Simply open a Terminal and type cat  /etc/dhcpcd.conf     

It would also be very nice to see the output of the ifconfig. Just type ifconfig in the terminal.

You can open a Terminal by using the search and typing Terminal, If you use the Widgets on the top left, you can go to Accessories -> Terminal.


----------



## volkinaxe (Dec 23, 2020)

St.Jimmy said:


> Simply open a Terminal and type cat  /etc/dhcpcd.conf
> 
> It would also be very nice to see the output of the ifconfig. Just type ifconfig in the terminal.
> 
> You can open a Terminal by using the search and typing Terminal, If you use the Widgets on the top left, you can go to Accessories -> Terminal.

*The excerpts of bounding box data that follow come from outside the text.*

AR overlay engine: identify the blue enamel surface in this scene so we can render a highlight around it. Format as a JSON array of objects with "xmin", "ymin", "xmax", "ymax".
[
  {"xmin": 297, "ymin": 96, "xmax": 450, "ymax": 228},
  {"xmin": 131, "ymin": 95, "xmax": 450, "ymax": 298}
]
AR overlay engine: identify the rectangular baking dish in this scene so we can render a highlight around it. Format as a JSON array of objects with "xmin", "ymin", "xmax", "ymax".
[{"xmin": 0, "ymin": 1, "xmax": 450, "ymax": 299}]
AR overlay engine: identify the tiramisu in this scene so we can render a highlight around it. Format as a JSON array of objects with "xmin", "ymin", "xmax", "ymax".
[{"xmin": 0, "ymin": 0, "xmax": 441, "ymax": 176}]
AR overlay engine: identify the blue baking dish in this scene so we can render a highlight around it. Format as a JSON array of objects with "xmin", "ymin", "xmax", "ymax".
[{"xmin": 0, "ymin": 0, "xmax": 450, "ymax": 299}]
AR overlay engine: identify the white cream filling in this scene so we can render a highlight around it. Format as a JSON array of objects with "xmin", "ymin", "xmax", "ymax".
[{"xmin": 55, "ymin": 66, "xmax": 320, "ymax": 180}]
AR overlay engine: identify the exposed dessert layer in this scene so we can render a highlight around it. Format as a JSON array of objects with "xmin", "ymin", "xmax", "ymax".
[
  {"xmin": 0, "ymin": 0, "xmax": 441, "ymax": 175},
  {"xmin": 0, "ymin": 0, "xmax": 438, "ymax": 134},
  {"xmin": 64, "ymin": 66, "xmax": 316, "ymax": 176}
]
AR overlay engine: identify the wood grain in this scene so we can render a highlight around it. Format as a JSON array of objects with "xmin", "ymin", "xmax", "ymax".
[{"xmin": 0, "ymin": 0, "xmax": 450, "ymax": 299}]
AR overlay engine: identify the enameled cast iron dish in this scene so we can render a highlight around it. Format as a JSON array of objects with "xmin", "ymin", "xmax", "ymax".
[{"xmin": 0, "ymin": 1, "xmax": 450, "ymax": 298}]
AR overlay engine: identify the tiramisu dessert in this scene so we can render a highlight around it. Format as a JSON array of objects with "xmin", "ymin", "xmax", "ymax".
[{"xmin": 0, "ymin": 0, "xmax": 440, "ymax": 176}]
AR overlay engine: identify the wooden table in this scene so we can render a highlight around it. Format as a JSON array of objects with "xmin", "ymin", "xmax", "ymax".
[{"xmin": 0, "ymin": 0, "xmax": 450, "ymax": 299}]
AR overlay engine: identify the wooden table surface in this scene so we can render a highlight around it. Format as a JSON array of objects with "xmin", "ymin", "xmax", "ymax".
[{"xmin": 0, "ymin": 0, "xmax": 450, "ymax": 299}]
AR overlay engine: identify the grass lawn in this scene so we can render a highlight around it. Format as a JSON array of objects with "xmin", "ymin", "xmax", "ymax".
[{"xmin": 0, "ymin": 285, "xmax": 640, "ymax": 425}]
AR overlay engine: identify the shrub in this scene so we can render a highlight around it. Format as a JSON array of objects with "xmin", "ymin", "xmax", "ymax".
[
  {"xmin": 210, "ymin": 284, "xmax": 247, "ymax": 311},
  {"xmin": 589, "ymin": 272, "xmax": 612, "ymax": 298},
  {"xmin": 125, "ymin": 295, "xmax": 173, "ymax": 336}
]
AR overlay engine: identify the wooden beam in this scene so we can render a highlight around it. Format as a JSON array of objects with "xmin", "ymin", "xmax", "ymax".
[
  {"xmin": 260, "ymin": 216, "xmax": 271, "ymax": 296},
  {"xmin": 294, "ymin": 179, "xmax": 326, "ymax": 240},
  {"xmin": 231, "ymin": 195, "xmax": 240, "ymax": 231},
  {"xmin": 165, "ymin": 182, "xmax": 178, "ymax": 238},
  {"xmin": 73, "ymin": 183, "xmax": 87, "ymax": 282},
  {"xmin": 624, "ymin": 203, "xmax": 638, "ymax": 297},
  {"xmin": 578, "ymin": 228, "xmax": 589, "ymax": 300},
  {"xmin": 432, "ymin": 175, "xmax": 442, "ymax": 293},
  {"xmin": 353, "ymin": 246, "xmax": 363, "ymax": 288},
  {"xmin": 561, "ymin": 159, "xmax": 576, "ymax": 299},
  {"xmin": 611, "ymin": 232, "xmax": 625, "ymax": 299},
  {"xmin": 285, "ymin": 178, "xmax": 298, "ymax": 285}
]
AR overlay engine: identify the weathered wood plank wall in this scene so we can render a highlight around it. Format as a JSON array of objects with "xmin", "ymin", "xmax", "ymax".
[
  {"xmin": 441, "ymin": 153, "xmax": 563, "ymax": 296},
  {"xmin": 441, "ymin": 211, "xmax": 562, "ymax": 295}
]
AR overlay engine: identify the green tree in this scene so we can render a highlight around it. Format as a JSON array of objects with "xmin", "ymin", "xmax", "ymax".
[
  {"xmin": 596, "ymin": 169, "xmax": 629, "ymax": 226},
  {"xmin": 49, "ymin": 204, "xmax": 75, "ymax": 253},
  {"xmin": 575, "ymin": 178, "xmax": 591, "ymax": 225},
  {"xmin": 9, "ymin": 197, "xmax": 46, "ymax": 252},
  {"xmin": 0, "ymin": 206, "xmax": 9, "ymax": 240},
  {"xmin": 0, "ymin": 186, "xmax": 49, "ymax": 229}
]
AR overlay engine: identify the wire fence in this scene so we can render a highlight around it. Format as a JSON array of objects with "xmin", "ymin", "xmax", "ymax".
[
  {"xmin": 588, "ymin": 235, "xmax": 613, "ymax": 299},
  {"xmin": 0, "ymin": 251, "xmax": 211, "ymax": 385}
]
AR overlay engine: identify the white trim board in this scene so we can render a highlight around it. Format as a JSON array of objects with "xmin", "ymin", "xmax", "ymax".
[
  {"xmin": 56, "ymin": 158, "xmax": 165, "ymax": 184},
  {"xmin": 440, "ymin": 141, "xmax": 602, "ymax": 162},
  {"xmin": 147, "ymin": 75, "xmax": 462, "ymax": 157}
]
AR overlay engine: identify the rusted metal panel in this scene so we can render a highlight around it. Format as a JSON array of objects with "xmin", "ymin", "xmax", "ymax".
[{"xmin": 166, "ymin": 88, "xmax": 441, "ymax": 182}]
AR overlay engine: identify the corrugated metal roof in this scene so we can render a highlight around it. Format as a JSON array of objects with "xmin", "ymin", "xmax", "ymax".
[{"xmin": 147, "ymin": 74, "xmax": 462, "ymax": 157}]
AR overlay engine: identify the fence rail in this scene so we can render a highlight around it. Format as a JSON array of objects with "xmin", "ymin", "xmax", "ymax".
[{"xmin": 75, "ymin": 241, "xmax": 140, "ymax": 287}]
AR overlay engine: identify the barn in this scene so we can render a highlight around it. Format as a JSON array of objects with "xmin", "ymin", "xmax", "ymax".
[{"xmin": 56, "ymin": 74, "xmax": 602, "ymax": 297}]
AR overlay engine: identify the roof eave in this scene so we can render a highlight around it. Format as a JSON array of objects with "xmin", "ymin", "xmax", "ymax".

it sed that there is no fille or etc  that what you sed to tipe in        cat  /etc/dhcpcd.conf


----------



## St.Jimmy (Dec 23, 2020)

volkinaxe said:


> it sed that there is no fille or etc  that what you sed to tipe in        cat  /etc/dhcpcd.conf



What image did you install?


----------



## volkinaxe (Dec 23, 2020)

St.Jimmy said:


> What image did you install?


pi os 32 bit


----------



## St.Jimmy (Dec 23, 2020)

What was the result of the ifconfig?


----------



## volkinaxe (Dec 23, 2020)

also the modim is a 
Huawei​


----------



## St.Jimmy (Dec 23, 2020)

And please give me the output of the following command:

systemctl status dhcpcd


----------



## volkinaxe (Dec 23, 2020)

St.Jimmy said:


> What was the result of the ifconfig?


i for got


----------



## St.Jimmy (Dec 23, 2020)

I suspect that your Raspi doesn't receive an IP Address or has a faulty DNS set as default. My suspicions go more towards the DNS now that the dhcpcd.conf is missing


----------



## volkinaxe (Dec 23, 2020)

St.Jimmy said:


> And please give me the output of the following command:
> 
> systemctl status dhcpcd





https://imgur.com/a/Hqdms1Q


----------



## St.Jimmy (Dec 23, 2020)

Interesting. Looks like your system is not based on systemd

Edit: Spelling errors have been removed


----------



## St.Jimmy (Dec 23, 2020)

Try sudo service dhcpcd status . This should return running


----------



## volkinaxe (Dec 23, 2020)

St.Jimmy said:


> Try sudo service dhcpcd status . This should return running


it`s getting to late for me best to get some sleep


----------



## St.Jimmy (Dec 23, 2020)

volkinaxe said:


> it`s getting to late for me best to get some sleep


Ok. Message me once you want to continue


----------



## zeroPony (Dec 23, 2020)

volkinaxe said:


> https://imgur.com/a/Hqdms1Q


First of all, you should use `*sudo* systemctl status dhcpd` because only super user can run or stop services.
Second, you typed 'sytemctl' and 'ssystemctl' instead of *systemctl*.
Third, in terminal you can use autocomplete by Tab-key.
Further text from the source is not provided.